Friday 23 May 2014

Upgrading Cassandra from 1.0 to 1.2 - Warts and all!

I recently upgraded an 8 node Cassandra cluster (logically split over 2 data centres) from version 1.0 to 1.2. It took me quite a while of experimentation in a sandpit environment before I came up with a formula that I had the confidence to use in production. This was done in rolling fashion.

Any data that I cared about had a replication factor of 3 in each data centre.

The first step in this journey is of course to follow the often excellent documentation on the Datastax website:

1.1 upgrade guide
1.2 upgrade guide 

I've included the v1.1 upgrade pages for reasons that will become apparent.

These upgrade guides are rather economical and it is worth reading around the forums in order to fill out the detail.

First I'll describe my journey which started by following the v1.2 upgrade guide. Since the database was already running v1.0, upgrading straight to v1.2 is considered legal. This involved a number of prerequisite checks such as modifying queries as stipulated in the guide, checking the News.txt file for any upgrade related insights and likewise with the Changes.txt file. All fairly standard.

With that out of the way, the first step was to take a snapshot per node. I strongly recommend copying the snapshots to a location outside of cassandra's control. As I discovered during testing, part of the upgrade process is to re-organise the data file structure from:

<path>/KS/filename (1.0 file name format)

to:

<path>/KS/CF/filename (1.2 file name format)

which includes the snapshot files! That leaves you with two headaches. First, should you wish to revert back from 1.2 to 1.0, you need to grab all the snapshot files, convert them back to the original file name format and move them back to the original directory structure. Secondly, and perhaps more worryingly, if the upgrade fails it could leave your snapshot files in a mess with some of them in the original format/location, some in the new and some possibly missing. I can vouch for this, having experienced this very issue during testing. There was no return. Being a test cluster I would have been happy enough to blow away the cluster and start again. In the end I elected to use cassandra's excellent capability to rebuild a node from the surviving nodes, none of which had been upgraded at that point.

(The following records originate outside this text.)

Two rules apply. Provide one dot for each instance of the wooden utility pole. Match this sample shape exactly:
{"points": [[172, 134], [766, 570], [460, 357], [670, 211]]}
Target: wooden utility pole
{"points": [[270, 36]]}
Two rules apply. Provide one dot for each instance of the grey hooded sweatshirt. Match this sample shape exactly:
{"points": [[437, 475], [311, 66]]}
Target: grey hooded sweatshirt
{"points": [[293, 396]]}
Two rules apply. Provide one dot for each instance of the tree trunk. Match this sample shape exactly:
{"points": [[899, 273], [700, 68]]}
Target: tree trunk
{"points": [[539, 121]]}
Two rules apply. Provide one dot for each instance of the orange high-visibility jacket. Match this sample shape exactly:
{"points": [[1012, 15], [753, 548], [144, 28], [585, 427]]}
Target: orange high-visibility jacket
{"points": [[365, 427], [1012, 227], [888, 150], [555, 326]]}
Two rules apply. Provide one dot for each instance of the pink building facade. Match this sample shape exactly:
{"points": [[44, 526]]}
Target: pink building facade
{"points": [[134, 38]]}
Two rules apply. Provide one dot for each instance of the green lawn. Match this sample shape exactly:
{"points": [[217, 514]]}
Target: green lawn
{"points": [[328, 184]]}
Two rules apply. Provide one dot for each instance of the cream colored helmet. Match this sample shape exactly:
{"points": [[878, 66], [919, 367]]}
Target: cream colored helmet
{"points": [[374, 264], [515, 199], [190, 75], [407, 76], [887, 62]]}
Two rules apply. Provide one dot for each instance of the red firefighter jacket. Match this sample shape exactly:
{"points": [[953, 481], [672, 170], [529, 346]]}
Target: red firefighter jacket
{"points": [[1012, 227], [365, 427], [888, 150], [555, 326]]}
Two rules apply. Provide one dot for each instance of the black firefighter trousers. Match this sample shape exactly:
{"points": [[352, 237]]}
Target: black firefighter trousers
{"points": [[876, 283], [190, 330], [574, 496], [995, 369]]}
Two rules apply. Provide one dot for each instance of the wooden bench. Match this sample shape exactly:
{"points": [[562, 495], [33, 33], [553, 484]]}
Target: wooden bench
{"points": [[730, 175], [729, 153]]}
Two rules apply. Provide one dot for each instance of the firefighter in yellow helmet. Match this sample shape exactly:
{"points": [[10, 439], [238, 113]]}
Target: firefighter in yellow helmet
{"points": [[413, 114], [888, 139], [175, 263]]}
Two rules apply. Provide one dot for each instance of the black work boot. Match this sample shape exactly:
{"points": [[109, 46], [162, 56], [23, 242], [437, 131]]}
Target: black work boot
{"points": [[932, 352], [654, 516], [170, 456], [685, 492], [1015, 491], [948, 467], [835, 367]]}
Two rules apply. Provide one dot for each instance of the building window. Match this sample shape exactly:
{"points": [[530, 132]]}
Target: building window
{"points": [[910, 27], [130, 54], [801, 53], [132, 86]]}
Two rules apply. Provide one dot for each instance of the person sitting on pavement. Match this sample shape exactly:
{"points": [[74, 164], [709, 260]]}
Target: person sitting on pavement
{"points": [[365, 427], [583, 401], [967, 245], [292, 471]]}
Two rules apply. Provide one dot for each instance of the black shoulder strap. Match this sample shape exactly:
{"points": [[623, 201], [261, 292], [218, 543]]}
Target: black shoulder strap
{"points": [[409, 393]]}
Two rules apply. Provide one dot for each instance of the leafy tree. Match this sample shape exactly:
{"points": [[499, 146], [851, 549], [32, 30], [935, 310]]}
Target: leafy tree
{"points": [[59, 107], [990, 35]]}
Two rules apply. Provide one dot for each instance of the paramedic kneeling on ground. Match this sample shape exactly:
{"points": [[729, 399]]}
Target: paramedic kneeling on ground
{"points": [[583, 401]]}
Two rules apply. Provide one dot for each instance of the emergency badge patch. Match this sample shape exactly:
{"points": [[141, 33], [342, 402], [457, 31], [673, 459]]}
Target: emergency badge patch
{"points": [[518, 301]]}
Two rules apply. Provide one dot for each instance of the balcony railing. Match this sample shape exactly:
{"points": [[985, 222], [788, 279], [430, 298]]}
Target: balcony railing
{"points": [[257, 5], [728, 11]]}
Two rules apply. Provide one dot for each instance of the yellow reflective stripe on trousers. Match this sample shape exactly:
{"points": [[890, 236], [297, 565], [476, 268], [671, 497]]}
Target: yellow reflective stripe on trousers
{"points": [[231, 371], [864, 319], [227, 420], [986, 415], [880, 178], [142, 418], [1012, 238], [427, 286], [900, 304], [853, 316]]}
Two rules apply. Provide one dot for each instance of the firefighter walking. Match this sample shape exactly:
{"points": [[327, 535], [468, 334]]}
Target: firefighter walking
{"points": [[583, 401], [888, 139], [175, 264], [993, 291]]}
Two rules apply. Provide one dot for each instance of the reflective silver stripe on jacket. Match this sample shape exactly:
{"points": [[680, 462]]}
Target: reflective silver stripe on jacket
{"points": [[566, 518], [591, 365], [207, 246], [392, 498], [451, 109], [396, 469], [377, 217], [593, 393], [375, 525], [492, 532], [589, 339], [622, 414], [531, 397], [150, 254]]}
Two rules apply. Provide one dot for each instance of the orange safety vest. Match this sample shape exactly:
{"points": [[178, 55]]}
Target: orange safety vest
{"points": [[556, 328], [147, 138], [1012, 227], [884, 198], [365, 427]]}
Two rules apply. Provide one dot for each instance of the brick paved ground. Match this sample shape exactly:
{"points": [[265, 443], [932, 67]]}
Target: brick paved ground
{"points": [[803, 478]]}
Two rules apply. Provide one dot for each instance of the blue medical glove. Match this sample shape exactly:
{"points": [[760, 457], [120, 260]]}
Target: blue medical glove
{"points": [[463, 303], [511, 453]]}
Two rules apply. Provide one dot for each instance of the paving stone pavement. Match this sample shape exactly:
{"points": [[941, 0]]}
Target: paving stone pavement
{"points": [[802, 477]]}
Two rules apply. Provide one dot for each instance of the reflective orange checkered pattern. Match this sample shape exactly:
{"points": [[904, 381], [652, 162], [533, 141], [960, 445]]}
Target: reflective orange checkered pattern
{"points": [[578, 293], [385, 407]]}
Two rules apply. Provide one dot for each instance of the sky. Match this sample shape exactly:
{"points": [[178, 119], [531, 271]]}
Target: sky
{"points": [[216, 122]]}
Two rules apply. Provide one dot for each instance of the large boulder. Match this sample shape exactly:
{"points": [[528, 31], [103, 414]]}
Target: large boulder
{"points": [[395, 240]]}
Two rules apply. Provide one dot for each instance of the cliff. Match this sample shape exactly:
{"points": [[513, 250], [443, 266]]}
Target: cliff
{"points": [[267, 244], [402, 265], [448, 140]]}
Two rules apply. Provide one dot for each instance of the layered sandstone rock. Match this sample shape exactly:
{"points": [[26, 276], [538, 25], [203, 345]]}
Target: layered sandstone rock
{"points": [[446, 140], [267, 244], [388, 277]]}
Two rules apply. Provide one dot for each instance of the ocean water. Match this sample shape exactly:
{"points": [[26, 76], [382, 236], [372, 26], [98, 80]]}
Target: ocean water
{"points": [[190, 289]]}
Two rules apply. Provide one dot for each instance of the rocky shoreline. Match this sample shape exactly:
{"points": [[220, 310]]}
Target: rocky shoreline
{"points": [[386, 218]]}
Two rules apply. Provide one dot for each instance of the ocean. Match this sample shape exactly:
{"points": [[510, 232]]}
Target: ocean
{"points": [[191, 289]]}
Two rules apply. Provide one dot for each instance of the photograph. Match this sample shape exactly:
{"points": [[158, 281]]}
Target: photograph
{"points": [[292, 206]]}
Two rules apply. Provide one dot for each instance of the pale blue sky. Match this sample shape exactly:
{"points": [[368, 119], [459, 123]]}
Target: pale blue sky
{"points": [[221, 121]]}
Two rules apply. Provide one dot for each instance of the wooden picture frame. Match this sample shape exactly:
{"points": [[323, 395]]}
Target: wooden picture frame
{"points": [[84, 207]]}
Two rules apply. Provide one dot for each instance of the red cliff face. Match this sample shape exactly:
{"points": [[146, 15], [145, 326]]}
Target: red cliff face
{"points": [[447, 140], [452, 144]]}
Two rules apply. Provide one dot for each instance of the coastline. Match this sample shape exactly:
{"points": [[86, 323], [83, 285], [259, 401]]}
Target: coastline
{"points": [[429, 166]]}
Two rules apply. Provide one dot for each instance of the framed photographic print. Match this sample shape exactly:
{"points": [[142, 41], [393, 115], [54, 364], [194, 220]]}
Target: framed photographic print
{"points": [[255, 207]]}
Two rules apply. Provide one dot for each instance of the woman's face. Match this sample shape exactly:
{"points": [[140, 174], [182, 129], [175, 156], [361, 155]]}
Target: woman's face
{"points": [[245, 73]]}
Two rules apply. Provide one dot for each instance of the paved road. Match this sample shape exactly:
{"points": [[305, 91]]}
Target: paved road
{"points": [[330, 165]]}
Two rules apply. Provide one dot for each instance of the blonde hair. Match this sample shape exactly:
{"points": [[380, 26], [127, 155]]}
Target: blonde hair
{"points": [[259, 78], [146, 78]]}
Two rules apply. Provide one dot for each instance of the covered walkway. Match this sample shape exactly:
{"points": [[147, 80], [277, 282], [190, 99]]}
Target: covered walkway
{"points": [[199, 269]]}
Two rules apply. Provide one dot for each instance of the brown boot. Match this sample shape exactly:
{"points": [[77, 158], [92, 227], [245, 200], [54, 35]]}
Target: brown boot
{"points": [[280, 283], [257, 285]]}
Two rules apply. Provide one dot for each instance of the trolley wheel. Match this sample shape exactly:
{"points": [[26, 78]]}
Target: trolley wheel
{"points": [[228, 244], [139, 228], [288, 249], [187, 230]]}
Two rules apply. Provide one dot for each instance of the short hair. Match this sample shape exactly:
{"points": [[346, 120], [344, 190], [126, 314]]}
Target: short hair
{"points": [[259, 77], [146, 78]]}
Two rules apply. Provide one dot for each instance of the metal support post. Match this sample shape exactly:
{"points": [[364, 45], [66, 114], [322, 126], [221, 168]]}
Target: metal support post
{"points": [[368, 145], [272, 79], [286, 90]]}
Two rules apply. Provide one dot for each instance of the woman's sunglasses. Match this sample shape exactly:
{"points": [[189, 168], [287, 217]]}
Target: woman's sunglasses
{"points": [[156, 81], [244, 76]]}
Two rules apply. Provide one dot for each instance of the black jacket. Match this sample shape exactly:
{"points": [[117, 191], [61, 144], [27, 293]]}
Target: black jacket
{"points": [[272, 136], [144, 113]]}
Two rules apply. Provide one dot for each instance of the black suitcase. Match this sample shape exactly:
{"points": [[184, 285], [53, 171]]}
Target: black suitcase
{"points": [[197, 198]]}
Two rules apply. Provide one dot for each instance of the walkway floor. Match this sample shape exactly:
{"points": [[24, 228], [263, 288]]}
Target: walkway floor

Tip #1: Copy/rsync snapshots to a directory outside of cassandra's control or better.

My first upgrade attempt comes right out of the guide.

Iteration 1 Upgrade
Per Node:
1. snapshot cassandra.
2. copy snapshots to remote server (or new directory on same server if you have space.)
3. nodetool drain
4. stop cassandra
5. update the cassandra 1.2 binaries.
6. start cassandra 1.2
7. upgrade sstables:  nodetool -h localhost upgradesstables -a

On my spinning-disk cluster, upgradesstables runs at about 1G every 2-3 minutes. Given my quantity of data per node, I would expect this task to last 4 hours! The only way to update an 8 node cluster is by doing 1 node per day making the complete upgrade over 1 week (as the upgrade was to happen at night). N.B. the documentation also tells you not to move, repair or bootstrap until the upgrade is complete. That sounds pretty impractical.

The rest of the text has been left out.